The Chestnut Casts His Flambeaux by Alfred Edward Housman

The Chestnut Casts His Flambeaux ,Alfred Edward Housman was an English classical scholar and poet. Alfred Edward Housman is now acknowledged as one of the foremost classicists of his age and has been ranked as one of the greatest scholars at any time. His editions of Juvenal, Manilius and Lucan are still considered authoritative.

 

The Chestnut Casts His Flambeaux by Alfred Edward Housman

 

The Chestnut Casts His Flambeaux by Alfred Edward Housman

The chestnut casts his flambe aux, and the flowers
Stream from the hawthorn on the wind away,
The doors clap to, the pane is blind with showers.
Pass me the can, lad; there’s an end of May.

There’s one spoilt spring to scant our mortal lot,
One season ruined of your little store.
May will be fine next year as like as not:
But Au, but then we shall be twenty-four.

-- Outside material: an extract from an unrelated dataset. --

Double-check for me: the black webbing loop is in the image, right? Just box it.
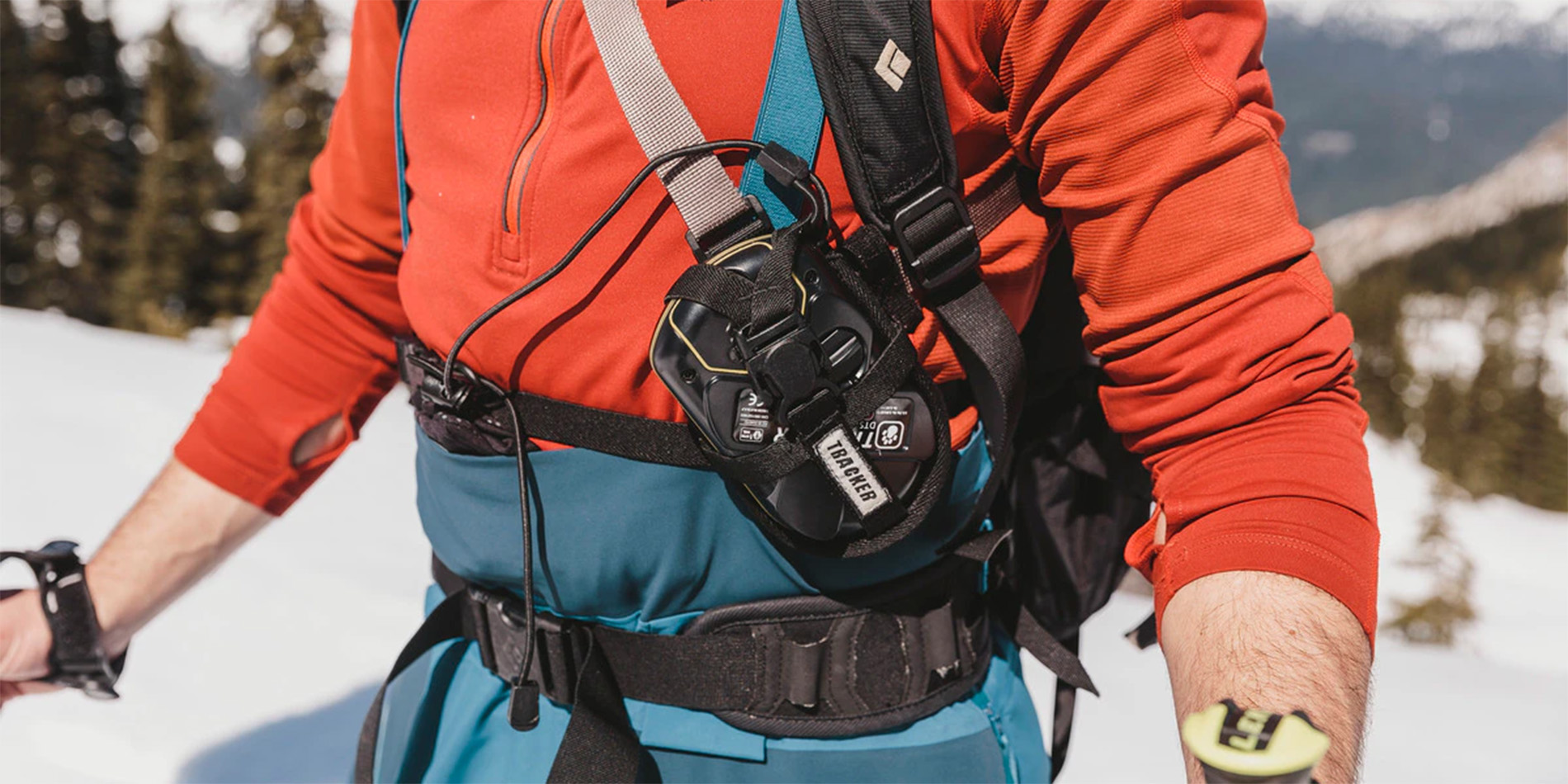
[547,636,652,782]
[354,591,479,784]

We for a certainty are not the first
Have sat in taverns while the tempest hurled
Their hopeful plans to emptiness, and cursed
Whatever brute and blackguard made the world.

It is in truth iniquity on high
To cheat our sentenced souls of aught they crave,

 

Google News For Englishgoln 35 The Chestnut Casts His Flambeaux by Alfred Edward Housman
And mar the merriment as you and I
Fare on our long fool’s-errand to the grave.

Iniquity it is; but pass the can.
My lad, no pair of kings our mothers bore;
Our only portion is the estate of man:
We want the moon, but we shall get no more.

If here to-day the cloud of thunder lours
To-morrow it will hie on far behests;
The flesh will grieve on other bones than ours
Soon, and the soul will mourn in other breasts.

The troubles of our proud and angry dust
Are from eternity, and shall not fail.
Bear them we can, and if we can we must.
Shoulder the sky, my lad, and drink your ale.